The female lead is sung by another early burn-out: Sylvia Sass; the difference with Carreras in this recording being twofold. First the 28-year old soprano is in splendid voice and contrary to the tenor there are no warning signs she is singing a role less suited to her means and secondly she brings the role of Lina to live with appropriate musical means. Though never making an ugly sound she phrases deliciously in her aria and her duets with baritone and tenor convincingly portraying the anguish and hopes in great flights of sound or mere whispers. Matteo Manuguerra is a distinguished Stankar. His is not the most beautiful or smooth voice but the voice has character and the unmistakeable brown sound of the true Italian Verdi baritone. The voice is homogeneous and manly though he too can be a little bland in his phrasing. The big aria could have done with a little more anguish and the cabaletta with a little more fury. Giulio Fioravanti on the Del Monaco-recording has a slightly better grasp on the agonies of Lina’s father. By the time of the recording Vladimiro Ganzarolli, once one of the great hopes of La Scala, was already reduced to a small bit player but he has still voice enough to be an impressive Jorg. Ezio Di Cesare sings well in probably the most ungrateful Verdi-tenor-part; neither a comprimario nor a title role.

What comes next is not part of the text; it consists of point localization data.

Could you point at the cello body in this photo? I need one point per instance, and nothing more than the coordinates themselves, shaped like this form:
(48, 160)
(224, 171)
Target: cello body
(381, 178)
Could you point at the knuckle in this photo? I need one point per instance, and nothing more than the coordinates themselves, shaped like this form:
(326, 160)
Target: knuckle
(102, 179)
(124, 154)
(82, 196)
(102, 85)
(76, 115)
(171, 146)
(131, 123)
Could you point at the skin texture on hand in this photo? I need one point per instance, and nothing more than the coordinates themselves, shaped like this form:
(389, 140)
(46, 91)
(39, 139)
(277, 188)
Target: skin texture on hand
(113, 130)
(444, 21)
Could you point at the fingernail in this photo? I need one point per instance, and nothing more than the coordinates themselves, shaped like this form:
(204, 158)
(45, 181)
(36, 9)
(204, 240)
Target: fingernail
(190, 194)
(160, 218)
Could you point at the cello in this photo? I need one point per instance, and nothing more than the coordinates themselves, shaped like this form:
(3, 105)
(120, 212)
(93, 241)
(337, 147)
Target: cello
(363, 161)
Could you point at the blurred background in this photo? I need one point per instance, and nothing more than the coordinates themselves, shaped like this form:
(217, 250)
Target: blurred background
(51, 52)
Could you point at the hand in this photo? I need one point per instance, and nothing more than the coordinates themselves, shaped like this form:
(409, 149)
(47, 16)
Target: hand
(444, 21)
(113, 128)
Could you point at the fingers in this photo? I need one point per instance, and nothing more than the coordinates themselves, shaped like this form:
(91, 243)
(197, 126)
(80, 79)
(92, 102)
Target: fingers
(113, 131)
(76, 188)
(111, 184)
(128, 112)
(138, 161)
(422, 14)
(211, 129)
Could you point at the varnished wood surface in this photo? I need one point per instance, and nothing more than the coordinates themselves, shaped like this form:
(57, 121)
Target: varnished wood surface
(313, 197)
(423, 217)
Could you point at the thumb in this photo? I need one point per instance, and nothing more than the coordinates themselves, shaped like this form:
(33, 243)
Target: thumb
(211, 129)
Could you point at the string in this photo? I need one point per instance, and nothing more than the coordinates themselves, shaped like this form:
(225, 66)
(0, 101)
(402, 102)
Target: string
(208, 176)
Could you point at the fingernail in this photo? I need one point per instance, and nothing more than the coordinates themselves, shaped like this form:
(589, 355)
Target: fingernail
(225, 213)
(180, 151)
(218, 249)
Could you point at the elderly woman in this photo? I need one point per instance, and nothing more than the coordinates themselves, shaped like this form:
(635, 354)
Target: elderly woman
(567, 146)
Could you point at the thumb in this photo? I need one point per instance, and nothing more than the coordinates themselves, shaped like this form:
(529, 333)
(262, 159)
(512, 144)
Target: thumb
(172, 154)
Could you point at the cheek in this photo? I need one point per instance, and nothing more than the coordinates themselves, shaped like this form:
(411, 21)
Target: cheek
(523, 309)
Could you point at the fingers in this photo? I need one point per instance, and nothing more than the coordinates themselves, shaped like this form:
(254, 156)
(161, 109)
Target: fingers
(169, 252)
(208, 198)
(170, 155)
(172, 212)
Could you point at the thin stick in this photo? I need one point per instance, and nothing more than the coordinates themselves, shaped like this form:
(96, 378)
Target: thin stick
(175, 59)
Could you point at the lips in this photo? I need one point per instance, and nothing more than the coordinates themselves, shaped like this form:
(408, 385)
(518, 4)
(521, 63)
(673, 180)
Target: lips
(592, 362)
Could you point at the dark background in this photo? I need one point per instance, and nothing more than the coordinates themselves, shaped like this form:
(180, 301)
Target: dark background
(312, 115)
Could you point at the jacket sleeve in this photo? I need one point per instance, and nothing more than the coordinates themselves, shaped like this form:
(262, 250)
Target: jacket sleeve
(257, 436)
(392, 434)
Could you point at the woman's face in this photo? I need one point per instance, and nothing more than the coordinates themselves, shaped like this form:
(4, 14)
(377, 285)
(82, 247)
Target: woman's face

The sound is still fine and the Vienna Radio Orchestra doesn’t have to feel inferior to their more famous Wiener Symphoniker-brethren. Lamberto Gardelli was for many years a stalwart in the conducting business of less known Verdi-operas. And more than once he was reviled as being pedestrian (Carlo Rizzi nowadays suffers the same fate most of the time). Well, I cannot hear anything pedestrian in his sure-footed approach; his respect for Verdi’s markings and his assisting his singers without unduly hurrying them for effect. All in all, a satisfying recording of an opera that grows more and more on you the more you play it. And once you know this once almost forgotten score, you’ll be eager to see a production as a Stiffelio-performance (I saw productions in Amsterdam and Liège) is immensely rewarding in the theatre.